The United States Securities and Exchange Commission (SEC) has proposed a new rule for registered investment advisers that would replace the current “custody rule” with a new “safeguarding rule” and make corresponding amendments to the recordkeeping rule and Form ADV. (Additional information is contained in a related press release and fact sheet.)
In the proposed rule, the SEC would renumber the current custody rule (Rule 206(4)-2 under the Advisers Act) as new Rule 223-1 under the Advisers Act. Among other things, the new “safeguarding” rule would specifically expand the scope of the types of client assets covered under the rule from “funds and securities” to include any client assets of which an adviser has custody. In a significant change from the current custody rule, the new proposed rule would revise the definition of “custody” to include any assets over which an adviser exercises discretionary trading authority. The proposed rule would then include a limited exception from the surprise examination requirement for an adviser whose custody of client assets arises solely from discretionary authority so long as (1) the client assets are maintained with a qualified custodian (e.g., securities not kept with a custodian pursuant to the “privately offered securities” exception would be disqualified from this exception) and (2) the adviser’s trading under discretionary authority is limited to client assets that settle exclusively on a “delivery-versus-payment” (DVP) basis. Because syndicated bank loans generally trade on a non-DVP basis, this exception generally would not be available to CLOs.

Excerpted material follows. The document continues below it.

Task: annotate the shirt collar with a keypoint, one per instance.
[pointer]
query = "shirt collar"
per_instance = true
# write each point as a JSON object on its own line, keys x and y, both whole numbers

In a March 12, 2019, letter (discussed in greater detail in our related Legal Update), the SEC requested specific information regarding the types of assets that are traded non-DVP and regarding other matters, which elicited 10 comment letters, including a letter from the Loan Syndications and Trading Association (LSTA) that discussed how trading loans constituted “authorized trading” and fell outside “custody” under the current custody rule. The LSTA also argued that, due to typical protections and built-in “checks” in the customary trading arrangements for loans (that the letter described in detail), the application of the custody rule to loan trading that is settled non-DVP was not necessary to prevent the loss or misappropriation of client funds.
By proposing to expand “custody” to include assets traded under discretionary trading authority, the proposed rule would require CLO managers to comply with the safeguarding rule, including its surprise examination requirement (or through delivery of annual audited financial statements in lieu of a surprise examination, as permitted under the rule), which has not typically been done by CLO managers and would involve a new potential expense not clearly accounted for in typical CLO indentures.
Our in-depth analysis of the proposed rule will be available in the coming days.
Comments on the proposed rule are due on or before the date that is 60 days following publication in the Federal Register and may be made as described in the proposed rule.